Other notable stories:
- Today CJR is out with a preview of the forthcoming issue, “True Lies,” on the theme of disinformation. Simon van Zuylen-Wood profiles the National Enquirer, which has played an important role in the Trump presidency. It’s tempting, van Zuylen-Wood writes, to chronicle “how a gossip rag like the Enquirer laid the groundwork for the rise of fake news and a mendacious president.” But that’s not his approach. “The real shame is that, in the Trump era, the Enquirer strayed from its underappreciated penchant for muckraking.” What the Enquirer covers—or catches and kills—is as much a matter of intrigue as the business of the paper itself, and van Zuylen-Wood talks with its buyer, James Cohen, about the plans for its future. “Not to be too Enquirer-y about it, but the Enquirer is facing an identity crisis,” van Zuylen-Wood observes.
- Following controversy, in the summer, about the Times’s coverage of racism, the paper is issuing new guidance to its staff on when to use the word “racist.” Per a memo obtained by Vanity Fair’s Joe Pompeo, Times reporters should avoid “vague, awkward, or half-hearted euphemisms” such as “racially tinged”—but use of the word “racist” to describe the actions of current political leaders should be “thoroughly discussed” with higher-ups to avoid “overuse, inconsistency, or an appearance of editorializing.” Elsewhere, BuzzFeed’s Ben Smith assesses the three main candidates to replace Times editor Dean Baquet when he eventually retires: Joe Kahn, James Bennet, and Cliff Levy.
- Last week, Politico’s Dan Diamond and Adam Cancryn wrote that Seema Verma, the administrator for Medicare and Medicaid services, spent millions of taxpayer dollars contracting outside Trump allies to run PR. Now Diamond and Cancryn report that the contractors worked on boosting Verma’s personal profile, pushing for potential features about her in publications such as Glamour magazine, CNN, and Washingtonian.
- For CJR, Chris Gelardi—whose source Jimmy Aldaoud died in August after ICE deported him from Michigan to Iraq—explains the problems with seeing refugees through American blinders. “When illustrating the very real dangers that refugees, asylum seekers, and other forced migrants have faced,” Gelardi writes, “how do journalists avoid propagating racist caricatures of the places from which they’ve fled?”
- Some local-news news: the Chicago Reader, an alt-weekly, is going nonprofit. (The Salt Lake Tribune recently took a similar step.) Nieman Lab’s Ken Doctor has a scathing take on Michael Ferro selling his Tribune shares to the hedge fund Alden Global Capital.

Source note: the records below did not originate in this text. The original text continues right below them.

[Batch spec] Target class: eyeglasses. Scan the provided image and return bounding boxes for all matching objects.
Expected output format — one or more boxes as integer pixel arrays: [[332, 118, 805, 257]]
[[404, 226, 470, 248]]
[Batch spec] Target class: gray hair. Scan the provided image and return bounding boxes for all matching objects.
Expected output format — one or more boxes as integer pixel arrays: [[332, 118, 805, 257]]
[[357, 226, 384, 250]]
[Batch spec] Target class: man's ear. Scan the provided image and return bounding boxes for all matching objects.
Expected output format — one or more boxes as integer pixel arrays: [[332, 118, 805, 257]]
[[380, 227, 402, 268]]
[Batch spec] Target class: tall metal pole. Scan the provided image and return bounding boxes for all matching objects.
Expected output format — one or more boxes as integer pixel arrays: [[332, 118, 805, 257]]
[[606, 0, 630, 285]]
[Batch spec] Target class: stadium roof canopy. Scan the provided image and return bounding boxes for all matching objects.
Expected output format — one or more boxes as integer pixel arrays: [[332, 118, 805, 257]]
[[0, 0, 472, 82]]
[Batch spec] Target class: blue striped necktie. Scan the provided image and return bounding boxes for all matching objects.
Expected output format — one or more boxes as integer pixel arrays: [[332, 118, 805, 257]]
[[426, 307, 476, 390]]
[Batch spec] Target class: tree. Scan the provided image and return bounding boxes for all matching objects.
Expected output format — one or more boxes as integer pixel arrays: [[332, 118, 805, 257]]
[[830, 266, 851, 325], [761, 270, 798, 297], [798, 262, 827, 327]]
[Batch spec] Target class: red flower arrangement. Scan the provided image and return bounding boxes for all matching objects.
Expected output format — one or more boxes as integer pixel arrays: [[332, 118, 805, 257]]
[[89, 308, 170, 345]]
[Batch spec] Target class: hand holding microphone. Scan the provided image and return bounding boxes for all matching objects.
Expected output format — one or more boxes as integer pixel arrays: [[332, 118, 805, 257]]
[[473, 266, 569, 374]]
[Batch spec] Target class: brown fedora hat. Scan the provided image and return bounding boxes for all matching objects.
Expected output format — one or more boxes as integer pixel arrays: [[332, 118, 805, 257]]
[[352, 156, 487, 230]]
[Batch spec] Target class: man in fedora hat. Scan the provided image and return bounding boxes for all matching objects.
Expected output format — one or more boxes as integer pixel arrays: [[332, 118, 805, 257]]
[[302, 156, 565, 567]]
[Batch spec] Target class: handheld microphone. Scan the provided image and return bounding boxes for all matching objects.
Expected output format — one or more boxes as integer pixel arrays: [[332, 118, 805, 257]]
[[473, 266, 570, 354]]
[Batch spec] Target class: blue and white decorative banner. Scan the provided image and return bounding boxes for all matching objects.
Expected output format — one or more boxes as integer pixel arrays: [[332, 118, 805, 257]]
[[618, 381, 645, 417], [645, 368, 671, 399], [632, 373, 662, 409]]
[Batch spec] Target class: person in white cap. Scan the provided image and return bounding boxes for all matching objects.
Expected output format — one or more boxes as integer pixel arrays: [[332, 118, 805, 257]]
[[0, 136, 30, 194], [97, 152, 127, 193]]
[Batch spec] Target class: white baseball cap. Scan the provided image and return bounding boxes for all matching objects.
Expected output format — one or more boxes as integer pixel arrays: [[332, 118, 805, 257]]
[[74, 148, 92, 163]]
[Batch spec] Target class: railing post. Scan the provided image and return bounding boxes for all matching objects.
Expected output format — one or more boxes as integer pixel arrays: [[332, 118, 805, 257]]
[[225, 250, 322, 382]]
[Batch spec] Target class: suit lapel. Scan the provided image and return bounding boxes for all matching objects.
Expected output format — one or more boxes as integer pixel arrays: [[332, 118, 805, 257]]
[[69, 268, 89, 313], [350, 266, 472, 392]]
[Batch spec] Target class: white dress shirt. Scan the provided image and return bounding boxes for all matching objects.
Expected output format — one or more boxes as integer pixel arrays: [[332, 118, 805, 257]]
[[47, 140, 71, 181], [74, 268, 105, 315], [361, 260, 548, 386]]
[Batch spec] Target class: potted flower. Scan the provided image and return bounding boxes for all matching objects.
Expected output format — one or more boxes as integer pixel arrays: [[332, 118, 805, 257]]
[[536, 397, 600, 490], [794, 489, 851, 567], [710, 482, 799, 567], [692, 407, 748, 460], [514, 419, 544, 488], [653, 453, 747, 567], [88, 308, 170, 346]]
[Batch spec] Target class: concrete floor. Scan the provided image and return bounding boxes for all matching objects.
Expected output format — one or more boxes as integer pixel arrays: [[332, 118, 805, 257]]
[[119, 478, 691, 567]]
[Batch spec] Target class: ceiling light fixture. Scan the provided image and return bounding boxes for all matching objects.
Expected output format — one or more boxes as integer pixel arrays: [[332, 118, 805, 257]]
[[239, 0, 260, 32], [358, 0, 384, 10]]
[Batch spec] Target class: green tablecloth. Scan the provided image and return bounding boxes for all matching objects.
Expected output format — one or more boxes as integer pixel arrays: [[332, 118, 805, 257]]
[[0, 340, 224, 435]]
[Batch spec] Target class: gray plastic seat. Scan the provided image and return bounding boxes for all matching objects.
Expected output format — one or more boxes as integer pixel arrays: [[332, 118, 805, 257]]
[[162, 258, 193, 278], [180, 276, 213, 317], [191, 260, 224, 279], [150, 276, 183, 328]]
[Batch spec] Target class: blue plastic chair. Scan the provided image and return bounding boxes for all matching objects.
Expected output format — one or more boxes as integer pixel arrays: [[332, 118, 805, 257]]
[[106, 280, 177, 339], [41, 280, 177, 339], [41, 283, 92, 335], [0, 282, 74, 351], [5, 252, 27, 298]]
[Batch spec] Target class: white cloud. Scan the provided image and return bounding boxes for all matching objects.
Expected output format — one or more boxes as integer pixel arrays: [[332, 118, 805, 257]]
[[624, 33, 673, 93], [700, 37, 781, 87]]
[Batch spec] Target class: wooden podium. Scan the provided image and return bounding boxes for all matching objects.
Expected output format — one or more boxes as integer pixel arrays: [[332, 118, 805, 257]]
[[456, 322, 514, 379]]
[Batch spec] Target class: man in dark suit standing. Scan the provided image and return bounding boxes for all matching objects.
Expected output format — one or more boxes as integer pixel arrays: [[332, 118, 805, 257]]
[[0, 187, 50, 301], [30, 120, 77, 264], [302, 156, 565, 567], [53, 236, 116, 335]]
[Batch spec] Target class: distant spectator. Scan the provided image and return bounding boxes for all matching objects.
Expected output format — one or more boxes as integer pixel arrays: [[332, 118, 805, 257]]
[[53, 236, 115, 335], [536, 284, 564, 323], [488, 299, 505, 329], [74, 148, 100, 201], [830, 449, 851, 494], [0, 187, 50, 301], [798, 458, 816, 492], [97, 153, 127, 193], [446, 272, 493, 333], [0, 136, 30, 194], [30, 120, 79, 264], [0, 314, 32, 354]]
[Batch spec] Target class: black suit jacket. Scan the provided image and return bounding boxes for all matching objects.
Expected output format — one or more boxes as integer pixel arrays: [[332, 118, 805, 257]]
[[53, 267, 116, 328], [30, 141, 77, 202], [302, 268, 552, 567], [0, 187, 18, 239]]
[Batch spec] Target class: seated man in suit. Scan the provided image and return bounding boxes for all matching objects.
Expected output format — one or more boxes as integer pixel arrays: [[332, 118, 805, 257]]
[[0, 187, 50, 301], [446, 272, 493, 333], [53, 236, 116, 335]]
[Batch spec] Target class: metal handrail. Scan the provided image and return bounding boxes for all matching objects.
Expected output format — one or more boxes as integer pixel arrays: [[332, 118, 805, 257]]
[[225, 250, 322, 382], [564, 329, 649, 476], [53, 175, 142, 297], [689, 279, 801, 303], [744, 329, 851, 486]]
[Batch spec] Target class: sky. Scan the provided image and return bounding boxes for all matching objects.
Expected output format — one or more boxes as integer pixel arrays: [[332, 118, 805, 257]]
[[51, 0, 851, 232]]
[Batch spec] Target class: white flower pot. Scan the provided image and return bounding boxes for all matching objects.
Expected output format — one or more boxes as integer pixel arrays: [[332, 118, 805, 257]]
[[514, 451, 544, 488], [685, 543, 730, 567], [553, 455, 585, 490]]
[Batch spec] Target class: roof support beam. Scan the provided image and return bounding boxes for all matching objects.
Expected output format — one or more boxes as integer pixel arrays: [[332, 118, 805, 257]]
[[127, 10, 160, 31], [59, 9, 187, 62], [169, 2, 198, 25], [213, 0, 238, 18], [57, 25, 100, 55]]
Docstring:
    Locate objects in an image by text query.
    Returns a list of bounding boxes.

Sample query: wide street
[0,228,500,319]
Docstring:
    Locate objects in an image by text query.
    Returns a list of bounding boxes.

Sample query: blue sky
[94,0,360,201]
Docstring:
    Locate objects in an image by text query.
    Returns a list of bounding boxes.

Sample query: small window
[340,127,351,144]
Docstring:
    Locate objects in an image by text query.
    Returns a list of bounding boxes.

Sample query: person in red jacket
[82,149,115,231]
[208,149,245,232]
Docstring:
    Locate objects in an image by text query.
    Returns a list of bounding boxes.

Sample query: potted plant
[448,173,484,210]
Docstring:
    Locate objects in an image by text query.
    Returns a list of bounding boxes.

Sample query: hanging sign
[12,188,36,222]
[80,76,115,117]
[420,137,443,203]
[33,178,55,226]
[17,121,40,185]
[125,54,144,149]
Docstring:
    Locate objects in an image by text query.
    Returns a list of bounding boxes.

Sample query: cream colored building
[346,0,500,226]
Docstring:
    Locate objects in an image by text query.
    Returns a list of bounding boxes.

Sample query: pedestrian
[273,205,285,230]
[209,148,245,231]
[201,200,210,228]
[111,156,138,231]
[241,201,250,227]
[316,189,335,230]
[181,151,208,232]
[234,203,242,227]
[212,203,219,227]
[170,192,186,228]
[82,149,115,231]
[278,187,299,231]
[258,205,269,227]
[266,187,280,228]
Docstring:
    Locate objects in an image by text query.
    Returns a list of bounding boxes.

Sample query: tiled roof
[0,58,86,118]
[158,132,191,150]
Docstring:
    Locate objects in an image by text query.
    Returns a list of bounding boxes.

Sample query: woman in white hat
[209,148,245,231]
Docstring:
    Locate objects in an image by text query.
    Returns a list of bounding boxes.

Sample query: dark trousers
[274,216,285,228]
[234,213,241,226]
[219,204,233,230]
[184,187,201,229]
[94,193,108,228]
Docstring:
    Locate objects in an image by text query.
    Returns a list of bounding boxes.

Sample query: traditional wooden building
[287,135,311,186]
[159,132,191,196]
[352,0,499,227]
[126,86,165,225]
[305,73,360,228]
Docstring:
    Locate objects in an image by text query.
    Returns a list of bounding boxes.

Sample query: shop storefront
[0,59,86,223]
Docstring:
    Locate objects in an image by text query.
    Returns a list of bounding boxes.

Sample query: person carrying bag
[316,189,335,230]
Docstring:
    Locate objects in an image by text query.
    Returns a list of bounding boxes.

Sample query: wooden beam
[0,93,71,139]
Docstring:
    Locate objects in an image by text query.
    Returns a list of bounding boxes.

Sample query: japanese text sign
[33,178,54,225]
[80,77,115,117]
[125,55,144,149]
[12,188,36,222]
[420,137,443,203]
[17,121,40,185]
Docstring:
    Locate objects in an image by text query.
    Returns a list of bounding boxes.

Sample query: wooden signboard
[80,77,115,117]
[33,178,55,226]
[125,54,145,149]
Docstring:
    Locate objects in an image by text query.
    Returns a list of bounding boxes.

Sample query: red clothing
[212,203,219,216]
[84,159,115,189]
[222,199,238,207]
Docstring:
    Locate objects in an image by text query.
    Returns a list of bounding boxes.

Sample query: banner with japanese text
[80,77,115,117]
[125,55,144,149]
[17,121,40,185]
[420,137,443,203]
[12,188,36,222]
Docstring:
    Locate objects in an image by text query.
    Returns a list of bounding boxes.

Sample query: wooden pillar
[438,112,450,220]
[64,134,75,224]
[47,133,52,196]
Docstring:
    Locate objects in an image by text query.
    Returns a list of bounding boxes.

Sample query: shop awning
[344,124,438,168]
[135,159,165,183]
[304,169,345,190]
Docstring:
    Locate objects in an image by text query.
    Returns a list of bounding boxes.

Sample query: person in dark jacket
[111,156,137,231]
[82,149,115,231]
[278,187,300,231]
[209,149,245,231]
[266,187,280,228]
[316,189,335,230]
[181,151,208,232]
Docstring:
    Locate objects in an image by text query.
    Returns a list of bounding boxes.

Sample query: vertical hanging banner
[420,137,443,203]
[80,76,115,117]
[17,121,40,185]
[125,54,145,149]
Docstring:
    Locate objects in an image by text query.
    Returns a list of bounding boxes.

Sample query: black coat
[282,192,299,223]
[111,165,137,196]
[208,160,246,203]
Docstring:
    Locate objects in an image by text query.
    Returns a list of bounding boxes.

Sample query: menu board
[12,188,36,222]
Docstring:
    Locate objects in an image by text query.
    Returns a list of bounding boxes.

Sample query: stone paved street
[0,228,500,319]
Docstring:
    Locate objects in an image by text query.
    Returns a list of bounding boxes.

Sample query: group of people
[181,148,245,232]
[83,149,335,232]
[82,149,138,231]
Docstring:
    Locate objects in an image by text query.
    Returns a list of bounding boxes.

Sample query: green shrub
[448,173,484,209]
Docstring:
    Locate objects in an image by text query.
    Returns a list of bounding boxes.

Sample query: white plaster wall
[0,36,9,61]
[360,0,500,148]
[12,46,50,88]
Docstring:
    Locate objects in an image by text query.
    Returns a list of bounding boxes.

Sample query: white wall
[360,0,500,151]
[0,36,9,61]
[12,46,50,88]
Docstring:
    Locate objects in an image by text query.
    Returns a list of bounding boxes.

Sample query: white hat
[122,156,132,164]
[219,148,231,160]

And staffers at the Miami Herald and El Nuevo Herald voted in favor of setting up a union.
- In other union news, New York’s Sarah Jones reports that management at Hearst Magazines—where staffers recently announced their intention to organize—are running “a classic union-busting campaign.” Per Jones, “even by the uneven standards set by other media companies, Hearst has adopted an especially hostile posture toward staff.”
- With his disastrous BBC interview still making headlines, Britain’s Prince Andrew said yesterday that he’s stepping back from royal duties for “the foreseeable future.” Andrew said the controversy about his ties to Jeffrey Epstein—which has included allegations about his own sexual conduct—has become “a major disruption” for the royal family.
- And Random House will publish a series of books based on the Times’s acclaimed 1619 Project, a major effort to recenter the American story around slavery. The series will include a graphic novel and four publications aimed at young readers.